Tema centrale del film è proprio la reazione dei genitori di fronte alla separazione forzata dai propri figli, alla perdita di quella che è una parte di sé (il titolo originale Une part manquante significa proprio “Una parte mancante”). Il tutto viene mostrato tramite il confronto tra Jérôme e Jessica (Judith Chemia), madre che sta rischiando di finire nella sua stessa situazione.
I due personaggi sono, da un lato, simili (entrambi genitori francesi a cui l’ex partner vuole negare la possibilità di vedere il figlio), ma al tempo stesso opposti: Jessica ha ancora la possibilità di evitare di cadere nell’incubo vissuto da Jérôme, che, forte della propria esperienza, si propone come consigliere.

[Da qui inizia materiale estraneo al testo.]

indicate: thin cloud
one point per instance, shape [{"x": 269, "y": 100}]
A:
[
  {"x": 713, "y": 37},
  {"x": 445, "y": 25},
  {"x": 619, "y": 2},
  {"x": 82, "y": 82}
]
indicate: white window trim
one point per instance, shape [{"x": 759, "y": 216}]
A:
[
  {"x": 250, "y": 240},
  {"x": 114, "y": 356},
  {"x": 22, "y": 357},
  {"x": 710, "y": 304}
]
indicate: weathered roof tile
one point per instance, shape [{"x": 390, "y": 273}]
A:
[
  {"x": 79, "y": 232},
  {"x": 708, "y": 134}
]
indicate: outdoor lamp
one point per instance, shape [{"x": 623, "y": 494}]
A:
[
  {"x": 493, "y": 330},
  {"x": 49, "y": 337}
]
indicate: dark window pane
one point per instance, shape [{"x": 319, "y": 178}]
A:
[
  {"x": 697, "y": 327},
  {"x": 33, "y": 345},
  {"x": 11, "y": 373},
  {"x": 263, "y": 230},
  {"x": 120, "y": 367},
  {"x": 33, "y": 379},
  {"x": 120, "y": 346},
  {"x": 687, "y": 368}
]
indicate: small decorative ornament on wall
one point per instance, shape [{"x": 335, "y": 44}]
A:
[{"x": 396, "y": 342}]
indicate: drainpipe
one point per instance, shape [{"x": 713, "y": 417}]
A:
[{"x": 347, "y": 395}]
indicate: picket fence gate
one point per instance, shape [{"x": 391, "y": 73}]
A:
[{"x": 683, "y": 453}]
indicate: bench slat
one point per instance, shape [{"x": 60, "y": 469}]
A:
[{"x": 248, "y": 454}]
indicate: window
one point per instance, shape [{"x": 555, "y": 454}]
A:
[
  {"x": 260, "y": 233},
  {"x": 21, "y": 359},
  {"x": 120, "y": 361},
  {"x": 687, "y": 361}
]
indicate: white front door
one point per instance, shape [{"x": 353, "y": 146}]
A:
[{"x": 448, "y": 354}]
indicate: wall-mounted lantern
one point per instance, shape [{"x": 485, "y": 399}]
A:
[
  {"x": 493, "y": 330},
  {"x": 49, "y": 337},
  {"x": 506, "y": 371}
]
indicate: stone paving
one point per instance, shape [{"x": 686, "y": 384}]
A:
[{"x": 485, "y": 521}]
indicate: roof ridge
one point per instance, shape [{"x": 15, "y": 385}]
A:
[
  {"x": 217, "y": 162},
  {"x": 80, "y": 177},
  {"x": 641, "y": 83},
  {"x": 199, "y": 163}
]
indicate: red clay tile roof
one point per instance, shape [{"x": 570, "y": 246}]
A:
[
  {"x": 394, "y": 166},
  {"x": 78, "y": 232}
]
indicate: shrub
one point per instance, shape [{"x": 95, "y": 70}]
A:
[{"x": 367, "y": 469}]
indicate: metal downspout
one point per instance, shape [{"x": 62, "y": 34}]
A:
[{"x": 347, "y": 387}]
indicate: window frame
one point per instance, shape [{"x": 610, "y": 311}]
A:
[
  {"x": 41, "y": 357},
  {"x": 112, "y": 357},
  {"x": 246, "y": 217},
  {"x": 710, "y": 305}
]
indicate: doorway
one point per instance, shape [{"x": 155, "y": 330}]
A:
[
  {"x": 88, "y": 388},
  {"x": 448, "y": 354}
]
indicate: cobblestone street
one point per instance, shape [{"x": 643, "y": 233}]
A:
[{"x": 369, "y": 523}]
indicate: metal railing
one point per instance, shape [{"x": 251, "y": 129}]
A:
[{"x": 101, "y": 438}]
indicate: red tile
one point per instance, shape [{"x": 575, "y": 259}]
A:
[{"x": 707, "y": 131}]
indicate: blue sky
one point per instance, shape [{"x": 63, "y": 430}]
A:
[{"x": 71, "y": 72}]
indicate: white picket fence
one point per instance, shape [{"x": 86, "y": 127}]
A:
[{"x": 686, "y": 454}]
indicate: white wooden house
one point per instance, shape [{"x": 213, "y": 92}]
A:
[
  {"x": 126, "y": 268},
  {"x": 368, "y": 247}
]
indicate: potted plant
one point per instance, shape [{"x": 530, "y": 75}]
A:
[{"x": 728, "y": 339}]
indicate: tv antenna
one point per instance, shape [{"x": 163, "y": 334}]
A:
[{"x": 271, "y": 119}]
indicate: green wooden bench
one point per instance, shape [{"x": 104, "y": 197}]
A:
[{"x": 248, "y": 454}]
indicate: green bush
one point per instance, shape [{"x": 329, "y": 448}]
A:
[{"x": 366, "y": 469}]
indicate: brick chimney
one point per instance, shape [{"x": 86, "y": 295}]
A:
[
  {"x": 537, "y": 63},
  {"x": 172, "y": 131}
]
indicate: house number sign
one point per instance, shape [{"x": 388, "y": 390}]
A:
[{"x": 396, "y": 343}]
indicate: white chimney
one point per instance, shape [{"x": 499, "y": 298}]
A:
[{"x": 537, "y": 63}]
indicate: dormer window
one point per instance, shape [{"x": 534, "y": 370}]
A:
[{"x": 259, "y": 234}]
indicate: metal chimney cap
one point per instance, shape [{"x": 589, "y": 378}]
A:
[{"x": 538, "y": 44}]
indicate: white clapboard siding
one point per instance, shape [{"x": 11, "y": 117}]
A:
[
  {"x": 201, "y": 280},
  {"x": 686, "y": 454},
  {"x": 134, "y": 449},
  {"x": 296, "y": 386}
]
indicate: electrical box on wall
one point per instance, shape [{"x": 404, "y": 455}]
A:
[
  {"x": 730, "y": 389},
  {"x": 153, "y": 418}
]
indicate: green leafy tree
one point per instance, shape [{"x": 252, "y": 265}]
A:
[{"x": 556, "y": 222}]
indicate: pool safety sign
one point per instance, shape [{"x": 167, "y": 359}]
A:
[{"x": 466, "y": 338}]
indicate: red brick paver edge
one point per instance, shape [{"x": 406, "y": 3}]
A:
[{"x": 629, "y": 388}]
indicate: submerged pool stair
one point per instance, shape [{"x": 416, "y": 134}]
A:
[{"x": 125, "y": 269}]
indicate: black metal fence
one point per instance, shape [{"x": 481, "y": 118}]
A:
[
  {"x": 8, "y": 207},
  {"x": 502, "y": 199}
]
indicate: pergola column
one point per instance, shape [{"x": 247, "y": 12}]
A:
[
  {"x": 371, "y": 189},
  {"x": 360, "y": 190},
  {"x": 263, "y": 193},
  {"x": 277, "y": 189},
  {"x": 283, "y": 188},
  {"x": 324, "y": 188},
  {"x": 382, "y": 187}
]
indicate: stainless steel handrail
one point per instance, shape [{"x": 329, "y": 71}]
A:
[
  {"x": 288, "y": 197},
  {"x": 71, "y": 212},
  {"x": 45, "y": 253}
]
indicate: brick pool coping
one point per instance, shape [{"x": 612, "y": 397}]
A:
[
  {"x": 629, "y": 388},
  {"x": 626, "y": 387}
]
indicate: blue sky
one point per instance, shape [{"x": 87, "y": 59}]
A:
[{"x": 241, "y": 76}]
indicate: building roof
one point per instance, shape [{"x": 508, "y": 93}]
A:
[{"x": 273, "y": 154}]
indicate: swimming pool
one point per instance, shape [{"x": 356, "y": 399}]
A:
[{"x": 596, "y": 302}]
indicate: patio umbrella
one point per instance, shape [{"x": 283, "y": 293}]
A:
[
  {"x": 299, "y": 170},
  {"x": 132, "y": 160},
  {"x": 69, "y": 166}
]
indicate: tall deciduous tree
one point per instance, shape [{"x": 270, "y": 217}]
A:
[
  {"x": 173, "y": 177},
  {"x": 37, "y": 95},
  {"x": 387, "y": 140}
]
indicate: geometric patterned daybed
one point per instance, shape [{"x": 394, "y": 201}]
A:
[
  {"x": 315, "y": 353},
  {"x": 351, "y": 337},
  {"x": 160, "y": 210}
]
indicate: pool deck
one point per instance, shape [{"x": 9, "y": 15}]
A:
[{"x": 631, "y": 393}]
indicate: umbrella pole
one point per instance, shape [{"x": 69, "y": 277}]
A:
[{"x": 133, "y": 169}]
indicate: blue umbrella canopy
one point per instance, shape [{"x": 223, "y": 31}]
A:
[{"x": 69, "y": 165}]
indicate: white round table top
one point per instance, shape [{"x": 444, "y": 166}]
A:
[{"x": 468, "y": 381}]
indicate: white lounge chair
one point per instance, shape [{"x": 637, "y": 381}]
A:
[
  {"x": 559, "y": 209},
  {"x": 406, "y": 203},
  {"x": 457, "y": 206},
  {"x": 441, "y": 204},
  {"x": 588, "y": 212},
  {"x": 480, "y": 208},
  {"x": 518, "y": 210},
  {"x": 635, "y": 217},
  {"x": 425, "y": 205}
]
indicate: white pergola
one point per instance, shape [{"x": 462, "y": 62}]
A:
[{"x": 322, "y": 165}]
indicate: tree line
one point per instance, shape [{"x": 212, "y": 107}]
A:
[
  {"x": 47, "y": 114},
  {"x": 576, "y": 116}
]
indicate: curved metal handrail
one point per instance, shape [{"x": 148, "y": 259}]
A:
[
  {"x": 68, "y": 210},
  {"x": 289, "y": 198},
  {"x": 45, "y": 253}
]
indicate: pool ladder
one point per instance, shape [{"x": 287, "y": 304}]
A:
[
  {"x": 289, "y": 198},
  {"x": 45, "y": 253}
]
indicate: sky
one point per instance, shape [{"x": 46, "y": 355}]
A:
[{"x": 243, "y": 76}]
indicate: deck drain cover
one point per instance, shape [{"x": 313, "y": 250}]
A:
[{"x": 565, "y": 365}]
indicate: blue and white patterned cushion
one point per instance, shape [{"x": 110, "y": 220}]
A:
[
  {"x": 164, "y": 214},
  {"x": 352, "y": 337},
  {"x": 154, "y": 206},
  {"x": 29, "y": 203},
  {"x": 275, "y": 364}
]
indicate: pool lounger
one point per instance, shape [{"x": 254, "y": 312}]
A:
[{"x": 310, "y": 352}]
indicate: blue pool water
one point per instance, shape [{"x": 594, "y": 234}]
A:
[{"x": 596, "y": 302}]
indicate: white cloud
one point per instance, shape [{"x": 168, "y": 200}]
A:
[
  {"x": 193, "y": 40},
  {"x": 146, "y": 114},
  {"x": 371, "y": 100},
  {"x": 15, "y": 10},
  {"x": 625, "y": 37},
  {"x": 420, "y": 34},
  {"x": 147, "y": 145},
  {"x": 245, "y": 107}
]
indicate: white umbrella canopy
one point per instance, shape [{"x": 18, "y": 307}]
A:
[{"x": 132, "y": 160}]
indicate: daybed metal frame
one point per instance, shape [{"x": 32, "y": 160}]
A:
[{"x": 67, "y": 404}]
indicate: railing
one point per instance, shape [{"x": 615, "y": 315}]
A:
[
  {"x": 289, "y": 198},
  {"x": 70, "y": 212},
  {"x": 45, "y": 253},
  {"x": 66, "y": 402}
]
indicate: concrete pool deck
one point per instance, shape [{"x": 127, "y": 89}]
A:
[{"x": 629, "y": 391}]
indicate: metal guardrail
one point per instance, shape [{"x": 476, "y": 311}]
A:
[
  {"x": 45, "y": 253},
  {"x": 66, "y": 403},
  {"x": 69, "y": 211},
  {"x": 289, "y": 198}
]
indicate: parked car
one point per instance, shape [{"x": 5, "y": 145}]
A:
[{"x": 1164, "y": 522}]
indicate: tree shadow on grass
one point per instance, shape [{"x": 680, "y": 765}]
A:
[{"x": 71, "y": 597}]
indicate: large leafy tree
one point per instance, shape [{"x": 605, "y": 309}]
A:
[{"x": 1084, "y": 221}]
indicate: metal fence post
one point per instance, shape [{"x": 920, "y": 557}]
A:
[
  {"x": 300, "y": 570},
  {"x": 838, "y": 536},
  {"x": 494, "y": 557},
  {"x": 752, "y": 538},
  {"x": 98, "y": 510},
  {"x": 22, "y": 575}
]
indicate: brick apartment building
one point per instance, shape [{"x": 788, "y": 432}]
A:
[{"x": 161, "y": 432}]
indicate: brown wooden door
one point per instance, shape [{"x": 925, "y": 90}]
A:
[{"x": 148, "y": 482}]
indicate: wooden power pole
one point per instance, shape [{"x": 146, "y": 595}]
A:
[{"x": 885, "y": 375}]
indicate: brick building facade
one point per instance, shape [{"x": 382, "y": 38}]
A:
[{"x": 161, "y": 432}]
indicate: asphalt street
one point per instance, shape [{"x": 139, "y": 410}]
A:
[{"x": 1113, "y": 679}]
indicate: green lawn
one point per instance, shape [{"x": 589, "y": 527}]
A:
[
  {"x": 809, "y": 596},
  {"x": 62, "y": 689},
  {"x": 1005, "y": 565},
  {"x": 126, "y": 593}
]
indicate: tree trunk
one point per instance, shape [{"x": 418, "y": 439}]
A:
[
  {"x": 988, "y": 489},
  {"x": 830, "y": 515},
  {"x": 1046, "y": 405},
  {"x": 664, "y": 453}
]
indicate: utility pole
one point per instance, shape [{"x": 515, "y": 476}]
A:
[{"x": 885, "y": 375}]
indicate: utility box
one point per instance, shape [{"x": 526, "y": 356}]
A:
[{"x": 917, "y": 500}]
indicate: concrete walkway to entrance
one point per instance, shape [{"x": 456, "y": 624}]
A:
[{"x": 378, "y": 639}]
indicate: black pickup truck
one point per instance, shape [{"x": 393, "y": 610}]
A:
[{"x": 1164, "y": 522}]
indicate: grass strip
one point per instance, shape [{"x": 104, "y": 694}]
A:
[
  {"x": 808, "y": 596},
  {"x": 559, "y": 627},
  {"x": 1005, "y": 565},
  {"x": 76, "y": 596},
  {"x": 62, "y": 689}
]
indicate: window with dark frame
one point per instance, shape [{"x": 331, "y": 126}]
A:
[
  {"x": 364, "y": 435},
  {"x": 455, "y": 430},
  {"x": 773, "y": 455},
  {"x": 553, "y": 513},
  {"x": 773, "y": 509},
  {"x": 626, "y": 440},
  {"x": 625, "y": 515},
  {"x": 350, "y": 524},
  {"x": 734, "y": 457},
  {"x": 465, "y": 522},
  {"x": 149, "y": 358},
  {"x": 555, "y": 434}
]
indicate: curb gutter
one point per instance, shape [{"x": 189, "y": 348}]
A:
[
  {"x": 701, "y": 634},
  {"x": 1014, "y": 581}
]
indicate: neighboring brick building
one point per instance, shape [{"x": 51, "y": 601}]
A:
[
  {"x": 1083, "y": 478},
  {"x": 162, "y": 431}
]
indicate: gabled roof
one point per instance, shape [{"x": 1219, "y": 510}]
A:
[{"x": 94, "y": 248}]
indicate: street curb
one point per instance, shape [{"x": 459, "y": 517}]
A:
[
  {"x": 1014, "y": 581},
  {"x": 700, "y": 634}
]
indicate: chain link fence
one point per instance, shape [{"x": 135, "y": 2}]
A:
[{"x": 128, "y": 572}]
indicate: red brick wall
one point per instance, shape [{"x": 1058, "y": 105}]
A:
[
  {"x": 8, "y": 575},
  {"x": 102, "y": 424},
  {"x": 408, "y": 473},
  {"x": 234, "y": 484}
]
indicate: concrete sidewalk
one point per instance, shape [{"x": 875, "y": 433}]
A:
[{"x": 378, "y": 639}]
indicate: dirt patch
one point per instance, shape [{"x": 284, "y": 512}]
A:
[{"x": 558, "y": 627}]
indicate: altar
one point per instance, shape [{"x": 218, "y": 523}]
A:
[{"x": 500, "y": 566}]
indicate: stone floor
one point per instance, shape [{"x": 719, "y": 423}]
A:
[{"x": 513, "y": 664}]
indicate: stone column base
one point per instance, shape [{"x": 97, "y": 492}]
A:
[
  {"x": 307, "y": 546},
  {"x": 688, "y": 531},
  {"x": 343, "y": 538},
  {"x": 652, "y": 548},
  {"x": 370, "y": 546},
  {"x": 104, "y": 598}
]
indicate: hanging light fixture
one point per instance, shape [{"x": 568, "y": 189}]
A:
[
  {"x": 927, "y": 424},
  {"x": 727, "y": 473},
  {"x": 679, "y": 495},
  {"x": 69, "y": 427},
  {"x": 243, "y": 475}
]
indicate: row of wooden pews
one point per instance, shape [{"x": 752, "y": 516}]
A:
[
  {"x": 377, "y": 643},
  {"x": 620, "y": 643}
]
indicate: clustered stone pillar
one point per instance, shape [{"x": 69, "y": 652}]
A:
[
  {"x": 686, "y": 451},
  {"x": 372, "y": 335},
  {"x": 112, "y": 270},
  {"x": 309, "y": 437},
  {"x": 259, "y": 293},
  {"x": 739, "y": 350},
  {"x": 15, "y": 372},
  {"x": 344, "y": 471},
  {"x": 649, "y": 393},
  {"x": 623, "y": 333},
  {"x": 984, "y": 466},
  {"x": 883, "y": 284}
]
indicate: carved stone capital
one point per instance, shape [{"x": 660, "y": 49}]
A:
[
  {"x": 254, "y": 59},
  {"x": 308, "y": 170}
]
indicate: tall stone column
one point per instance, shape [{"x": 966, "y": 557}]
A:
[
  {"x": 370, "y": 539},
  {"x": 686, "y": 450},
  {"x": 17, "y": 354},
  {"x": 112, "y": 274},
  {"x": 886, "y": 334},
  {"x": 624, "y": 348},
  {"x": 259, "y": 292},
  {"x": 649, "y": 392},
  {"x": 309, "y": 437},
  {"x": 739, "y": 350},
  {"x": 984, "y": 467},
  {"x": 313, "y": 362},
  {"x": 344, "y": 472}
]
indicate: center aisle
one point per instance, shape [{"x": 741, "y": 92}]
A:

La logica amara di chi ha già affrontato l’ingiustizia si contrappone all’irrazionale emotività di chi la sta scoprendo per la prima volta. Due poli opposti destinati, come spesso accade, a contaminarsi e a scambiarsi nel corso della narrazione.
Senez mette il tutto in scena in modo pacato evitando eccessi di melassa e melodramma, dando vita a una vicenda intima e verosimile. Purtroppo il film nel corso della sua durata sembra rinunciare al paralellismo dei due protagonisti. Infatti dopo una prima parte in cui entrambi i personaggi sono trattati equamente, nell’ultimo atto Jérôme si prende tutta la scena, e la sottotrama di Judith scompare, venendo solo ripresa nel finale per essere sbrigativamente conclusa.
Sebbene la maggiore importanza data a Jérôme fosse intuibile già dal poster (dominato da lui e Lily), non si può fare a meno di chiedersi quale fosse il senso di inserire una coprotagonista apparentemente centrale, per poi relegarla nelle retrovie nel momento di tirare le fila del discorso.
Fortunatamente, ciò che vediamo riesce comunque a suscitare interesse e coinvolgimento emotivo (il climax del rapporto tra Jérôme e Lily è particolarmente riuscito), pur lasciando la sensazione di un film sbilanciato nella trattazione dei suoi personaggi.